5 WARNING SYMPTOM: Blocked nose in the evenings
COULD BE: Non-allergic rhinitis, when the inside of the nose is swollen and inflamed. Caused by dry, air conditioned offices and large turbinates (bits of bone just inside the nose) causing the nasal lining to be swollen and inflamed.
EXPERT OPINION: Symptoms get gradually worse and it may take until the age of 40 before becoming a real problem. ‘Blood supply increases to the nose in the evening, so symptoms will be exacerbated then,’ says Dr Al-Ayoubi. Medications including beta-blockers, aspirin and the Pill can cause a blocked nose.
TREATMENT: ‘Work with windows open,’ says Dr Al-Ayoubi, ‘Try a nasal decongestant spray to reduce swelling. In acute cases, enlarged turbinates can be treated with lasers.’
6 WARNING SYMPTOM: Childhood snoring
COULD BE: Adenoids, small glands at the back of the nose that usually disappear by adulthood. Enlargement can cause breathing problems in children. Breathing through the mouth rather than the nose causes snoring.
EXPERT OPINION: Most problems disappear by the age of ten.
TREATMENT: Can be surgically removed. ‘As they rarely affect adults, if there is a problem this needs investigation to rule out the possibility of a (rare) cancerous growth,’ says Dr Al-Ayoubi.
7 WARNING SYMPTOM: Your face hurts all the time
COULD BE: Sinusitis. The sinuses are air-filled spaces within the bones of the face, around the nose, lined with mucus-producing cells to prevent the nose drying out. Sinusitis is inflammation of this lining.
EXPERT OPINION: Usually it gets better within a month (acute sinusitis). If it lasts more than 12 weeks, it’s called chronic sinusitis. You may also get an excess of green or yellow phlegm.
TREATMENT: ‘It’s usually caused by a virus so won’t respond to antibiotics,’ says ENT surgeon and consultant otolaryngologist Mr Nabil Salama at the BMI The Blackheath Hospital. A warm flannel on the face can ease pain and discomfort. ‘In some cases, sufferers will be offered an operation known as balloon sinuplasty to open and drain the sinuses.’
8 WARNING SYMPTOM: You feel anxious and irritable
COULD BE: An overactive thyroid, which also causes shaking, weight-loss and anxiety.

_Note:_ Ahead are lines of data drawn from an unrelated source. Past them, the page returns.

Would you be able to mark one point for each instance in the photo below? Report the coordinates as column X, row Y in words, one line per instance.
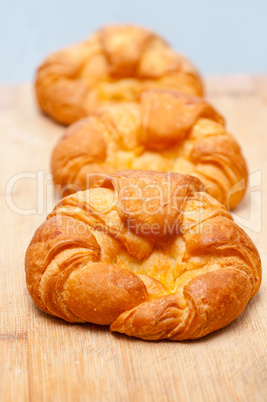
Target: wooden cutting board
column 46, row 359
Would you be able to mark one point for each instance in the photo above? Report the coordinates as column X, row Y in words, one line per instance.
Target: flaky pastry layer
column 148, row 253
column 166, row 131
column 115, row 64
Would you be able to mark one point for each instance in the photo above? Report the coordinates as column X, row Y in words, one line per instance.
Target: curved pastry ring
column 115, row 64
column 166, row 131
column 148, row 253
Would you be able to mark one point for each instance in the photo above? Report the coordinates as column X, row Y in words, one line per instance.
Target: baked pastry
column 148, row 253
column 115, row 64
column 166, row 131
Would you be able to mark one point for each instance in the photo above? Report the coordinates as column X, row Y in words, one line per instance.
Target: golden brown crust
column 172, row 265
column 167, row 131
column 116, row 63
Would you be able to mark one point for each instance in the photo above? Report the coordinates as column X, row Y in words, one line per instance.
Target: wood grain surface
column 45, row 359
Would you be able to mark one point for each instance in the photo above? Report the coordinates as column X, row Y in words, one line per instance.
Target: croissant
column 166, row 131
column 148, row 253
column 114, row 64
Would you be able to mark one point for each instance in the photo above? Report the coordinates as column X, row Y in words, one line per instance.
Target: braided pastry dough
column 148, row 253
column 166, row 131
column 115, row 64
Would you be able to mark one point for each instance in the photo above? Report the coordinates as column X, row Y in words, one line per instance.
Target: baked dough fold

EXPERT OPINION ‘An overactive thyroid produces excess thyroid hormones. This speeds up metabolism and increases blood supply to the nose, which may cause it to feel blocked,’ says Mr Salama.
TREATMENT: Sufferers can be given a dose of radioactive iodine. As the radioactivity builds up, it destroys some thyroid tissue, allowing thyroid hormones to drop to normal. Your doctor may suggest an operation to remove all or part of the thyroid gland.